Jeśli zaś chodzi o kwestię wysyłania newsletterów, to rozpatrywać ją trzeba z uwzględnieniem ustawy z dnia 18 lipca 2002 r. o świadczeniu usług drogą elektroniczną. Rozdział 2 tej ustawy zawiera obowiązki usługodawcy, a jednym z najważniejszych w kwestii wysyłki, jest art. 10. Zgodnie z nim zakazane jest przesyłanie niezamówionej informacji handlowej, skierowanej do oznaczonego odbiorcy – osoby fizycznej, za pomocą środków komunikacji elektronicznej, w szczególności poczty elektronicznej.

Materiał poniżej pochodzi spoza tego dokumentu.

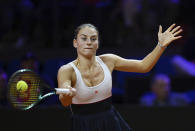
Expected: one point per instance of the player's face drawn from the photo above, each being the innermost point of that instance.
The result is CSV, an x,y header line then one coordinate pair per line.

Informację handlową uważa się jednak za zamówioną, jeżeli odbiorca wyraził zgodę na jej otrzymywanie, w szczególności udostępnił w tym celu identyfikujący go adres elektroniczny. Jak stanowi art. 4 ustawy o świadczeniu usług drogą elektroniczną, zgoda na przesyłanie informacji handlowej nie może być domniemana z oświadczenia woli o innej treści i może być w każdym czasie odwołana.

Warto też pamiętać, że zgoda na otrzymywanie informacji marketingowych i handlowych za pomocą środków komunikacji elektronicznej powinna być wyrażana odrębnie, a nie np. łącznie ze zgodą na przetwarzanie danych osobowych w celach marketingowych.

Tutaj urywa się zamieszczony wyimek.